Numerous security experts have railed against Microsoft's lack of security, best summed up by Bruce Schneier Founder and CTO Counterpane Internet Security, Inc who rightly said:

Honestly, security experts don't pick on Microsoft because we have some fundamental dislike for the company. Indeed, Microsoft's poor products are one of the reasons we're in business. We pick on them because they've done more to harm Internet security than anyone else, because they repeatedly lie to the public about their products' security, and because they do everything they can to convince people that the problems lie anywhere but inside Microsoft. Microsoft treats security vulnerabilities as public relations problems. Until that changes, expect more of this kind of nonsense from Microsoft and its products. (Note to Gartner: The vulnerabilities will come, a couple of them a week, for years and years...until people stop looking for them. Waiting six months isn't going to make this OS safer.)

However Microsoft's products are not alone in the presence of vulnerabilities, this is a major issue for Linux/BSD and Unix as well as any other OS and vendor.

In a recent speech "Fixing Network Security by Hacking the Business Climate", also now on Technetcast, Bruce Schneier claimed that for change to occur the software industry must become libel for damages from "unsecure" software. However, historically this has not always been the case, since most businesses can insure against damages and pass the cost along to the consumer.

The Ford Pinto and more recently the Ford Explorer's tires are two examples of public and media pressure being more successful than just threat of lawsuits. Even so, just as with the automotive industry, eventually though public pressure the governments around the world have to step in and pass regulations that set up a minimum set of requirements an automobile has to meet to be deemed "road worthy". This includes crash testing as well as the inclusion of safety equipment on all models. The requirement are not constant and change to meet the expectations and demands of the public and lawmakers.

The onus is not only on the automotive industry itself but also on the users. Most countries require that all automobiles undergo regular inspection and maintain an up to date "Warrant of Fitness".

In the same way, if you want a secure IT infrastructure, eventually the software design, implementation and each deployment will have to undergo the same type of regulation and scrutiny.

Unix,Linux,BSD and especially OpenBSD are currently far superior in terms of security, both in closing the vulnerabilities in applications before they have the chance to be widely exploited and implementing more secure access subsystems ( SELinux/LSM etc ).
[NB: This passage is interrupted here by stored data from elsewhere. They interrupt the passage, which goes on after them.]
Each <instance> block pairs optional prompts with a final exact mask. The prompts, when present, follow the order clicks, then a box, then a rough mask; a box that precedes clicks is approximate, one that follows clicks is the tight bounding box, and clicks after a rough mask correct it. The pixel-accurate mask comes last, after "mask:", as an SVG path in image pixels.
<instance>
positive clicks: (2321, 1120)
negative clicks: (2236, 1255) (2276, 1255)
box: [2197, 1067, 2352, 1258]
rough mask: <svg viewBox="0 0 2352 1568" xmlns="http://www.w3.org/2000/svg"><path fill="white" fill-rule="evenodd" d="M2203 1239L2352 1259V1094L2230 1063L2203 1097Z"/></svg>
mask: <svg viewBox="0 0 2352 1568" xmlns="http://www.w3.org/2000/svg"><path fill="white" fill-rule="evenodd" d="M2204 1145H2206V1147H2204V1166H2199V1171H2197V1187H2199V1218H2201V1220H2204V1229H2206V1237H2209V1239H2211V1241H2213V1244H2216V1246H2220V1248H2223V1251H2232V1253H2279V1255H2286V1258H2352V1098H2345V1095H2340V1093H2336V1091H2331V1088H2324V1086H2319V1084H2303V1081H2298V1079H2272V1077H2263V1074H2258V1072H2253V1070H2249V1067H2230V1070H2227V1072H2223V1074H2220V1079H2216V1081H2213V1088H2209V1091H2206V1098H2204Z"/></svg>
However, should the Unix, open source and free licensed communities and vendors be taking a more active approach, including lobbying government, to
1) set up a minimum set of expectations, in the design and implementation of internet "accessing" software ; and
2) ensure that all deployments are more securely implemented ; and/or
3) remove inherently unsecure products from the marketplace,

IMO the above three are preferable to all software vendors, including Microsoft, than attempts to allow liability lawsuits against vendors for deployments which the vendors do not necessarily have any control over.